To use Oracle Cloud Infrastructure, you must be granted security access in a policy  by an administrator. This access is required whether you're using the Console or the REST API with an SDK, CLI, or other tool. If you get a message that you don’t have permission or are unauthorized, verify with your administrator what type of access you have and which compartment  you should work in.

For administrators: The policy in Let users create, manage, and delete file systems allows users to manage mount targets. Since mount targets are network endpoints, users must also have "use" permissions for VNICs, private IPs, private DNS zones, and subnets to create or delete a mount target. See the Policy Reference for more information.

If you're new to policies, see Getting Started with Policies and Common Policies.

Tagging Resources

You can apply tags to your resources to help you organize them according to your business needs. You can apply tags at the time you create a resource, or you can update the resource later with the desired tags. For general information about applying tags, see Resource Tags.

Moving Mount Targets to a Different Compartment

You can move mount targets from one compartment to another. When you move a mount target to a new compartment, its associated export set and exports move with it. After you move the mount target to the new compartment, inherent policies apply immediately and affect access to the mount target, export set, and exports through the Console. Moving these resources doesn't affect access to file systems and snapshots from mounted instances. For more information, see Managing Compartments.
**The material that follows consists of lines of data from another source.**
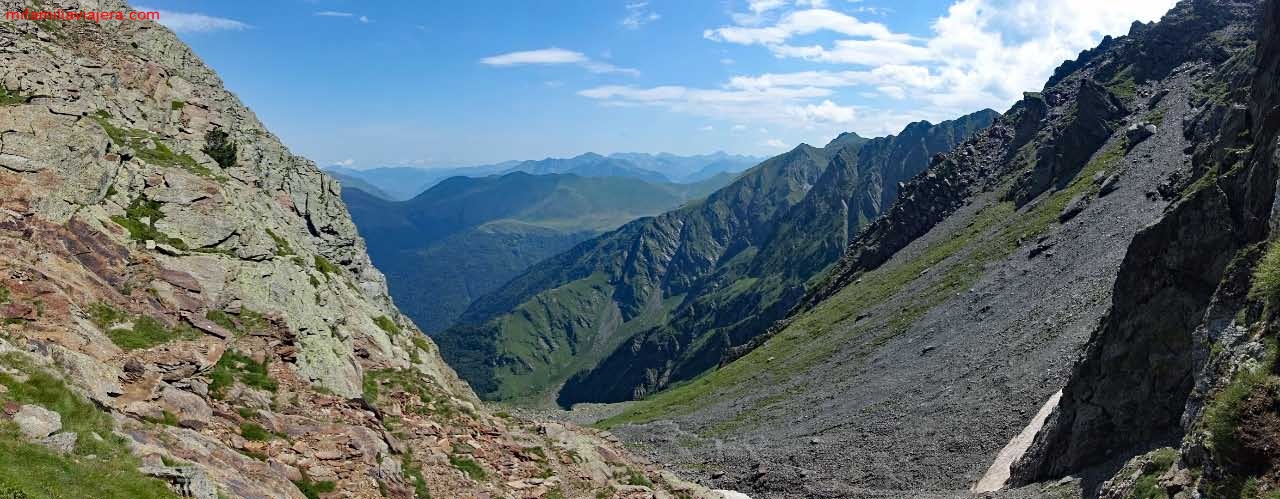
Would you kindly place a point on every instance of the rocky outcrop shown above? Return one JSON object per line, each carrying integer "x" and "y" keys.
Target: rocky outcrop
{"x": 195, "y": 306}
{"x": 1180, "y": 285}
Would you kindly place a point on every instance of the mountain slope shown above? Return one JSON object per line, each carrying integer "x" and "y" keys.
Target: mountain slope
{"x": 952, "y": 319}
{"x": 743, "y": 297}
{"x": 403, "y": 183}
{"x": 186, "y": 307}
{"x": 673, "y": 292}
{"x": 465, "y": 237}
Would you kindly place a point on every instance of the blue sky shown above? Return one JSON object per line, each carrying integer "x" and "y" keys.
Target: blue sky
{"x": 440, "y": 83}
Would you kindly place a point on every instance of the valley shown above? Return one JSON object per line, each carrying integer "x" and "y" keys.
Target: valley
{"x": 1074, "y": 297}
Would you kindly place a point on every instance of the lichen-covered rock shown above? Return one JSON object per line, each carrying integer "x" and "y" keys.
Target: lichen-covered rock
{"x": 222, "y": 310}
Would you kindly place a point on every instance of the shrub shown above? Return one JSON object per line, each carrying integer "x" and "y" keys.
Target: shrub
{"x": 387, "y": 324}
{"x": 312, "y": 489}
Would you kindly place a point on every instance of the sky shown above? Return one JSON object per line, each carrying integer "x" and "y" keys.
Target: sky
{"x": 452, "y": 83}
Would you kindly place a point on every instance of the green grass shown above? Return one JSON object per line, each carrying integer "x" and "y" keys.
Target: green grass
{"x": 816, "y": 335}
{"x": 387, "y": 324}
{"x": 140, "y": 219}
{"x": 414, "y": 472}
{"x": 10, "y": 97}
{"x": 245, "y": 323}
{"x": 234, "y": 366}
{"x": 1266, "y": 277}
{"x": 150, "y": 147}
{"x": 219, "y": 146}
{"x": 635, "y": 477}
{"x": 406, "y": 380}
{"x": 36, "y": 471}
{"x": 312, "y": 489}
{"x": 1148, "y": 484}
{"x": 1223, "y": 412}
{"x": 256, "y": 433}
{"x": 325, "y": 266}
{"x": 146, "y": 332}
{"x": 469, "y": 466}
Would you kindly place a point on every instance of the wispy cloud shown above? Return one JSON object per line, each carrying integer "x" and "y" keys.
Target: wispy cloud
{"x": 978, "y": 54}
{"x": 183, "y": 22}
{"x": 639, "y": 14}
{"x": 554, "y": 56}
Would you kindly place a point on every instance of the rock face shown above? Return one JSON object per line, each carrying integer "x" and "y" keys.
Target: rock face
{"x": 664, "y": 298}
{"x": 1188, "y": 315}
{"x": 206, "y": 298}
{"x": 956, "y": 315}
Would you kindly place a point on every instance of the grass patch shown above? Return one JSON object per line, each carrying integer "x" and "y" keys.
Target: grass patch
{"x": 145, "y": 333}
{"x": 150, "y": 147}
{"x": 12, "y": 97}
{"x": 325, "y": 266}
{"x": 636, "y": 477}
{"x": 1123, "y": 85}
{"x": 378, "y": 381}
{"x": 387, "y": 324}
{"x": 37, "y": 471}
{"x": 1223, "y": 412}
{"x": 1266, "y": 277}
{"x": 949, "y": 265}
{"x": 234, "y": 366}
{"x": 1148, "y": 484}
{"x": 282, "y": 245}
{"x": 140, "y": 219}
{"x": 247, "y": 321}
{"x": 469, "y": 466}
{"x": 312, "y": 489}
{"x": 256, "y": 433}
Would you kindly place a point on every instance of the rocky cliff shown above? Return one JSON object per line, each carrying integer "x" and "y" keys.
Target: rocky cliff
{"x": 186, "y": 307}
{"x": 1182, "y": 371}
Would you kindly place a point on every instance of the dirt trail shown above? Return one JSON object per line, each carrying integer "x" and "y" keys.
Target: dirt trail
{"x": 997, "y": 475}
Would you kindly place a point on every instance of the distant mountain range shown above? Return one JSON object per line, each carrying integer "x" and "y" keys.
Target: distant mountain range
{"x": 465, "y": 237}
{"x": 663, "y": 298}
{"x": 400, "y": 183}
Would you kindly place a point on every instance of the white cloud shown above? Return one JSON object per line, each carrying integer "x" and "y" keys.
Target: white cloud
{"x": 554, "y": 55}
{"x": 639, "y": 14}
{"x": 183, "y": 22}
{"x": 827, "y": 111}
{"x": 362, "y": 19}
{"x": 978, "y": 54}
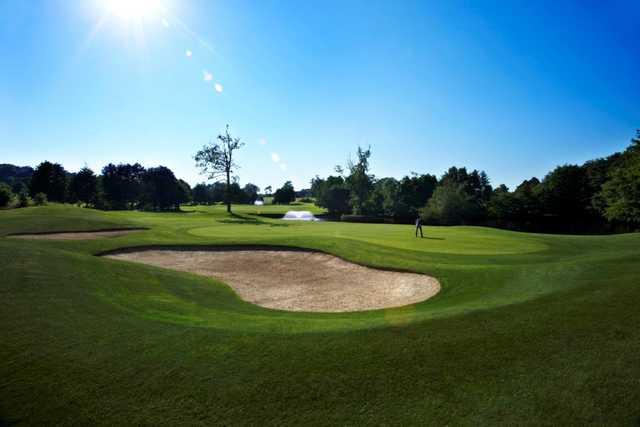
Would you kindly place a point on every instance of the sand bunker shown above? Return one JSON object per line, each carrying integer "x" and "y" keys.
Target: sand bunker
{"x": 75, "y": 235}
{"x": 295, "y": 280}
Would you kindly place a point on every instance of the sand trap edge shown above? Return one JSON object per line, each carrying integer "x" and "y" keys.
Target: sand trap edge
{"x": 241, "y": 247}
{"x": 98, "y": 230}
{"x": 272, "y": 248}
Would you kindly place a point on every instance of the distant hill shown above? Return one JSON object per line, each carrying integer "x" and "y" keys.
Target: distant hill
{"x": 14, "y": 175}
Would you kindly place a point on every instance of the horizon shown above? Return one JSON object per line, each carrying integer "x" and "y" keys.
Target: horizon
{"x": 512, "y": 90}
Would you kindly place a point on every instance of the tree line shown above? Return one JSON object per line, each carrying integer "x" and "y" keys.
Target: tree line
{"x": 122, "y": 186}
{"x": 600, "y": 195}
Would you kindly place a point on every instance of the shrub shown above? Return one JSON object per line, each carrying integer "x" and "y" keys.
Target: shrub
{"x": 23, "y": 198}
{"x": 40, "y": 199}
{"x": 5, "y": 195}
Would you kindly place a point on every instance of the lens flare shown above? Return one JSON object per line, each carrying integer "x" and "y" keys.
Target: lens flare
{"x": 133, "y": 9}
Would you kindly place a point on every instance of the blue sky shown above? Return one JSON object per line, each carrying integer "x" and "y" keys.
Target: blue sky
{"x": 512, "y": 88}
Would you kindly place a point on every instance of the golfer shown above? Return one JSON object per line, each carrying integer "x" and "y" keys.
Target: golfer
{"x": 419, "y": 227}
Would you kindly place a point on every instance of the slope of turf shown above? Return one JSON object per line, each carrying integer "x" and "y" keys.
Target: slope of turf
{"x": 527, "y": 329}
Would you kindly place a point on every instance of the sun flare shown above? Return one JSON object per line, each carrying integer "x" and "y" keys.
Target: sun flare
{"x": 133, "y": 9}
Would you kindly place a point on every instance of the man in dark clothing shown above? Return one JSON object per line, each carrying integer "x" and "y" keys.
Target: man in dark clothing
{"x": 419, "y": 226}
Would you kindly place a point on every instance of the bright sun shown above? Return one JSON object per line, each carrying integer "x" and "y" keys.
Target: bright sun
{"x": 133, "y": 9}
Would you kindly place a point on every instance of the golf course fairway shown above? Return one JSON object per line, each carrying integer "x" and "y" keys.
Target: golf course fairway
{"x": 526, "y": 328}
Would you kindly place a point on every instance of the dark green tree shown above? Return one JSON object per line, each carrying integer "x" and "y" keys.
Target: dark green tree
{"x": 122, "y": 185}
{"x": 621, "y": 192}
{"x": 50, "y": 179}
{"x": 359, "y": 182}
{"x": 285, "y": 194}
{"x": 84, "y": 186}
{"x": 217, "y": 161}
{"x": 6, "y": 195}
{"x": 450, "y": 205}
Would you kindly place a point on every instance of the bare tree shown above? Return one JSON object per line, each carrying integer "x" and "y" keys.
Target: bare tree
{"x": 216, "y": 160}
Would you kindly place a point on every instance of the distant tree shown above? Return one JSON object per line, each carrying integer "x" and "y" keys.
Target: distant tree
{"x": 184, "y": 192}
{"x": 40, "y": 199}
{"x": 84, "y": 186}
{"x": 234, "y": 193}
{"x": 621, "y": 192}
{"x": 122, "y": 185}
{"x": 332, "y": 194}
{"x": 50, "y": 179}
{"x": 475, "y": 184}
{"x": 216, "y": 160}
{"x": 200, "y": 194}
{"x": 384, "y": 198}
{"x": 450, "y": 205}
{"x": 6, "y": 195}
{"x": 528, "y": 204}
{"x": 285, "y": 194}
{"x": 23, "y": 198}
{"x": 503, "y": 204}
{"x": 359, "y": 182}
{"x": 565, "y": 193}
{"x": 161, "y": 190}
{"x": 413, "y": 193}
{"x": 15, "y": 176}
{"x": 251, "y": 192}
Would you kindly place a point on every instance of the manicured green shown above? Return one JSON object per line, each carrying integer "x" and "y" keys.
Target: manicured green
{"x": 528, "y": 329}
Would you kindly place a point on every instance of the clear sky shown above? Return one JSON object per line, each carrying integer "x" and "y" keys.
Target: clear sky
{"x": 513, "y": 88}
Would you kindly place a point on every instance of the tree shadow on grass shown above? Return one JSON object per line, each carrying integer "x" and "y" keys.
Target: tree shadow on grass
{"x": 248, "y": 220}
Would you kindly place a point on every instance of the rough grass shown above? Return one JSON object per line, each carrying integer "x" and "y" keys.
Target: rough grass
{"x": 528, "y": 329}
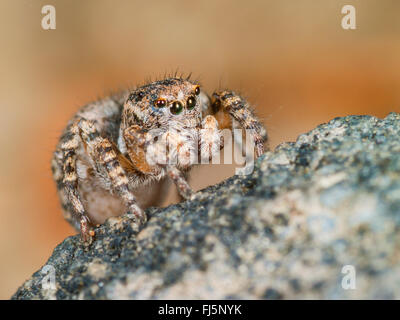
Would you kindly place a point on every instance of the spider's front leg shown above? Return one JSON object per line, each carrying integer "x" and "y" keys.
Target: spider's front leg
{"x": 108, "y": 159}
{"x": 229, "y": 104}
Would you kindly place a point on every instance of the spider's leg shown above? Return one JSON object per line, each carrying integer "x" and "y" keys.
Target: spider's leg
{"x": 68, "y": 149}
{"x": 108, "y": 159}
{"x": 228, "y": 102}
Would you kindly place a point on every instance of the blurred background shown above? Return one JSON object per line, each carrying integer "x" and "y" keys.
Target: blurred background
{"x": 291, "y": 59}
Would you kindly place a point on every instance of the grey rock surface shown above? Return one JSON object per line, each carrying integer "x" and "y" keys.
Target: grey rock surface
{"x": 310, "y": 208}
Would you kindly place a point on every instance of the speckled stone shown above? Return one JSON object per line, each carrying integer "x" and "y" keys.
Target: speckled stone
{"x": 330, "y": 199}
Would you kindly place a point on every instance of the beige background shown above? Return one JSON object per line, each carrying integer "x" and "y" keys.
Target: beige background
{"x": 291, "y": 59}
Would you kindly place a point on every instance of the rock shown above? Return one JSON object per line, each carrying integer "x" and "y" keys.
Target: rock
{"x": 314, "y": 219}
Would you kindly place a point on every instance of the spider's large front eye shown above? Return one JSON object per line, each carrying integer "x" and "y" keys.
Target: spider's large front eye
{"x": 191, "y": 102}
{"x": 176, "y": 107}
{"x": 160, "y": 103}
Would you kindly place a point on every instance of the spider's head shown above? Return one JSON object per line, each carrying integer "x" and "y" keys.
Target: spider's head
{"x": 165, "y": 103}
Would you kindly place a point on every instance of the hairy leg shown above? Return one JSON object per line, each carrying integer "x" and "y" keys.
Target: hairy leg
{"x": 70, "y": 184}
{"x": 111, "y": 163}
{"x": 228, "y": 105}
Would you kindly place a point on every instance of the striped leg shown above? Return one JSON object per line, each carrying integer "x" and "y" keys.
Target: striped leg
{"x": 107, "y": 158}
{"x": 228, "y": 102}
{"x": 70, "y": 185}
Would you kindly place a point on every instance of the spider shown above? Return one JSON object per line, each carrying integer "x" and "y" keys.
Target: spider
{"x": 103, "y": 165}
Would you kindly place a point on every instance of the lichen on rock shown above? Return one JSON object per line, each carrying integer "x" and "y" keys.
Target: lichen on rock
{"x": 329, "y": 200}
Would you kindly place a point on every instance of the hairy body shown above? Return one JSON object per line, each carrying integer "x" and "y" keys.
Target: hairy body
{"x": 108, "y": 162}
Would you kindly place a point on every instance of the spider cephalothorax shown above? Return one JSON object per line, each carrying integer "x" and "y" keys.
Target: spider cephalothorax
{"x": 110, "y": 151}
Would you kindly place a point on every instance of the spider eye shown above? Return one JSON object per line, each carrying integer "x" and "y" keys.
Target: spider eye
{"x": 160, "y": 103}
{"x": 191, "y": 102}
{"x": 176, "y": 107}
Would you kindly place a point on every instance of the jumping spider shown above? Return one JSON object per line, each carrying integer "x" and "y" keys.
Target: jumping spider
{"x": 100, "y": 164}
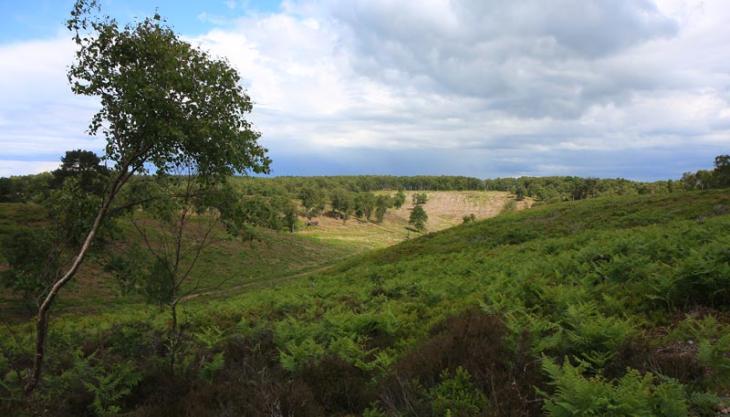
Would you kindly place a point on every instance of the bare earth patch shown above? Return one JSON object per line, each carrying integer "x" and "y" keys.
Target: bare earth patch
{"x": 444, "y": 208}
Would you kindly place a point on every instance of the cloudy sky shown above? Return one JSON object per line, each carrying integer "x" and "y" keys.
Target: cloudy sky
{"x": 631, "y": 88}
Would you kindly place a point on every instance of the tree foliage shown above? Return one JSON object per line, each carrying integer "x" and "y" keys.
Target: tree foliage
{"x": 418, "y": 218}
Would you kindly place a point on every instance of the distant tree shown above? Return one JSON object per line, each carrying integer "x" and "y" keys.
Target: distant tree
{"x": 418, "y": 218}
{"x": 721, "y": 173}
{"x": 399, "y": 199}
{"x": 382, "y": 204}
{"x": 290, "y": 214}
{"x": 519, "y": 193}
{"x": 8, "y": 193}
{"x": 313, "y": 200}
{"x": 343, "y": 204}
{"x": 86, "y": 167}
{"x": 163, "y": 103}
{"x": 365, "y": 204}
{"x": 419, "y": 198}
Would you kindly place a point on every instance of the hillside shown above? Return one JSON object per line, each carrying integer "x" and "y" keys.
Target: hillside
{"x": 444, "y": 208}
{"x": 611, "y": 306}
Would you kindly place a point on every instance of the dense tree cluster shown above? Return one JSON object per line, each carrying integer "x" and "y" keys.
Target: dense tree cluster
{"x": 574, "y": 188}
{"x": 706, "y": 179}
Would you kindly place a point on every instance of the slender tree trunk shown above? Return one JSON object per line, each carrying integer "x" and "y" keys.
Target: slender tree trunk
{"x": 42, "y": 315}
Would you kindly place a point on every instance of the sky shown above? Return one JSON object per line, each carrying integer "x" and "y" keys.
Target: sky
{"x": 638, "y": 89}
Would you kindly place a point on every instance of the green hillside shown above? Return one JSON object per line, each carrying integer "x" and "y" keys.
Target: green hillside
{"x": 613, "y": 306}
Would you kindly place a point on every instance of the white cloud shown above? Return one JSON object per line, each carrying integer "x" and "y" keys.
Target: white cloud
{"x": 514, "y": 86}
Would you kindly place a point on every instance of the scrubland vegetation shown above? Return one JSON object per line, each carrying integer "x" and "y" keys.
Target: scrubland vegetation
{"x": 191, "y": 291}
{"x": 610, "y": 306}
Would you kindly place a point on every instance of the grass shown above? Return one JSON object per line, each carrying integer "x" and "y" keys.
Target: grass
{"x": 606, "y": 285}
{"x": 444, "y": 208}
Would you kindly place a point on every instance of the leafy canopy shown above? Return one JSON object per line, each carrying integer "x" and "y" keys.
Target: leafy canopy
{"x": 163, "y": 101}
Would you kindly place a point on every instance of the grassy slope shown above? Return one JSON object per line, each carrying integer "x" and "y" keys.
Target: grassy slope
{"x": 444, "y": 208}
{"x": 227, "y": 263}
{"x": 584, "y": 280}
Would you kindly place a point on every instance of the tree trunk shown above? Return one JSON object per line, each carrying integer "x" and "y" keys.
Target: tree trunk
{"x": 42, "y": 315}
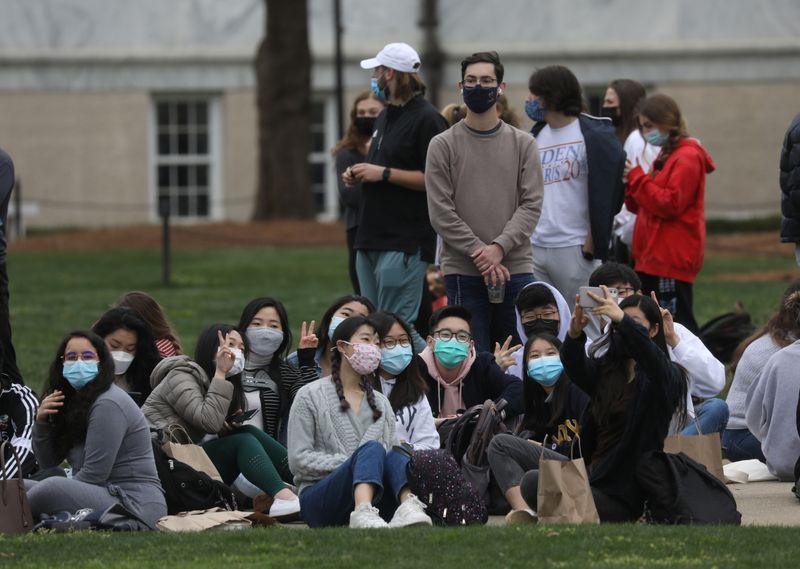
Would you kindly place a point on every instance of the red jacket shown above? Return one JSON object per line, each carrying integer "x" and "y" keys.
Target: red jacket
{"x": 669, "y": 237}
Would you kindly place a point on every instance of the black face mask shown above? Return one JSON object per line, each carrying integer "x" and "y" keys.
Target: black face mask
{"x": 611, "y": 113}
{"x": 364, "y": 125}
{"x": 539, "y": 326}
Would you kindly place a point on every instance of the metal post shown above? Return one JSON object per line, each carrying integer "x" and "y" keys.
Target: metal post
{"x": 166, "y": 262}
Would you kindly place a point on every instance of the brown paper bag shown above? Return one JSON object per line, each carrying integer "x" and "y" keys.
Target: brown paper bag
{"x": 705, "y": 449}
{"x": 564, "y": 495}
{"x": 15, "y": 512}
{"x": 188, "y": 452}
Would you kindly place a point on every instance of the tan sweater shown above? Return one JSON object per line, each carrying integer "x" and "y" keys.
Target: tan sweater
{"x": 483, "y": 189}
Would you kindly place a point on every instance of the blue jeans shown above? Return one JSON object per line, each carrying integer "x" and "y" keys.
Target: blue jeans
{"x": 330, "y": 501}
{"x": 489, "y": 321}
{"x": 741, "y": 444}
{"x": 712, "y": 415}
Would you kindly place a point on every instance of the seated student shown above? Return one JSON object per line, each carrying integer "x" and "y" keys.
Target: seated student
{"x": 751, "y": 356}
{"x": 94, "y": 425}
{"x": 398, "y": 378}
{"x": 201, "y": 395}
{"x": 130, "y": 342}
{"x": 634, "y": 389}
{"x": 344, "y": 307}
{"x": 167, "y": 342}
{"x": 554, "y": 408}
{"x": 772, "y": 405}
{"x": 540, "y": 308}
{"x": 270, "y": 383}
{"x": 704, "y": 372}
{"x": 17, "y": 414}
{"x": 340, "y": 435}
{"x": 458, "y": 376}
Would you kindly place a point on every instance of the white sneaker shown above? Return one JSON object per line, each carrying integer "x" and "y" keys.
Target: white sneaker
{"x": 365, "y": 516}
{"x": 282, "y": 508}
{"x": 520, "y": 517}
{"x": 410, "y": 513}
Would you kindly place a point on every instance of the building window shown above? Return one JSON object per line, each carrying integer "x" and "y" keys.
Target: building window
{"x": 185, "y": 162}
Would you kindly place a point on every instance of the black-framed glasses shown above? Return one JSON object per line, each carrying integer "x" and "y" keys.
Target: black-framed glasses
{"x": 445, "y": 334}
{"x": 83, "y": 356}
{"x": 392, "y": 342}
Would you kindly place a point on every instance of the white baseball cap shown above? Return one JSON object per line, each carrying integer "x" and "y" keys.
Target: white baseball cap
{"x": 398, "y": 56}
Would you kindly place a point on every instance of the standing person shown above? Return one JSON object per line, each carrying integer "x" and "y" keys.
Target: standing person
{"x": 350, "y": 150}
{"x": 670, "y": 234}
{"x": 582, "y": 163}
{"x": 620, "y": 104}
{"x": 90, "y": 422}
{"x": 341, "y": 433}
{"x": 395, "y": 240}
{"x": 9, "y": 356}
{"x": 485, "y": 234}
{"x": 790, "y": 186}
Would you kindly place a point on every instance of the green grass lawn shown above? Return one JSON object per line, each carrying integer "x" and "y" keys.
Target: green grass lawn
{"x": 585, "y": 547}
Details About Your Mount Target

The mount target details page provides the following information about your mount target:

MOUNT TARGET OCID
Every Oracle Cloud Infrastructure resource has an Oracle-assigned unique ID called an Oracle Cloud Identifier (OCID). You need your mount target's OCID to use the Command Line Interface (CLI) or the API. You also need the OCID when contacting support.
CREATED
The date and time that the mount target was created.
Availability Domain
When you create a mount target, you specify the availability domain that it resides in. An availability domain is one or more data centers located within a region. You need your mount target's availability domain to use the Command Line Interface (CLI) or the API. For more information, see Regions and Availability Domains.
COMPARTMENT
When you create a mount target, you specify the compartment that it resides in. A compartment is a collection of related resources (such as cloud networks, compute instances, or file systems) that are accessible only to those groups that have been given permission by an administrator in your organization. You need your mount target's compartment to use the Command Line Interface (CLI) or the API. For more information, see Managing Compartments.
REPORTED SIZE (GIB)
The maximum capacity in gibibytes reported by the file systems exported through this mount target. The File Storage service currently reports 8589934592 gibibytes (GiB) of available capacity by default. If you are installing an application that requires a specific reported size, you can change the reported size. Typically, setting the size to 1024 GiB is sufficient for most applications. This value is updated hourly. See To set the file system reported size for more information.
REPORTED INODES (GII)
The maximum capacity in gibiinodes reported by the file systems exported through this mount target. The File Storage service currently reports gibiinodes (GiI) of available inodes by default. If you are installing an application that requires specific reported inodes, you can change the reported inodes. Typically, setting the inodes to 1024 GiI is sufficient for most applications. This value is updated hourly. See To set the file system reported size for more information.
NETWORK SECURITY GROUPS
The network security groups that the mount target belongs to. Each mount target can belong to up to five (5) NSGs. See To add a mount target to a network security group for more information.
VIRTUAL CLOUD NETWORK
The VCN that contains the subnet where the mount target VNIC resides.
SUBNET
The subnet within the VCN where the mount target VNIC resides. Subnets can be either AD-specific or regional (regional ones have "regional" after the name). For more information, see VCNs and Subnets.
IP ADDRESS
The IP address that was assigned to the mount target when it was created. You need your mount target's IP address to mount associated file systems.
HOSTNAME
The hostname that was assigned to the mount target, if any. For more information about hostnames, see DNS in Your Virtual Cloud Network.
FULLY QUALIFIED DOMAIN NAME
The hostname together with the subnet domain name. For more information, see DNS in Your Virtual Cloud Network. If you specify a hostname, you can use the FQDN to mount the file system.
EXPORT SET OCID
The OCID of the mount target's export set resource. Each mount target has one export set, which contains all of the exports for the mount target. You need your mount target's export set OCID when you perform export-related tasks in the Command Line Interface (CLI) or the API.
EXPORTS
All of the mount target's exports are listed here. The export path and name of each file system is also listed. You need the export path to mount a file system.
Caution

Avoid entering confidential information when assigning descriptions, tags, or friendly names to your cloud resources through the Oracle Cloud Infrastructure Console, API, or CLI.

Using the Console

To create a mount target
Important

While it is possible to access mount targets from any AD in a region, for optimal performance, your mount targets should be in the same availability domain as the Compute instances that access them. For more information, see Regions and Availability Domains.
  1. Open the navigation menu. Under Core Infrastructure, click File Storage and then click Mount Targets.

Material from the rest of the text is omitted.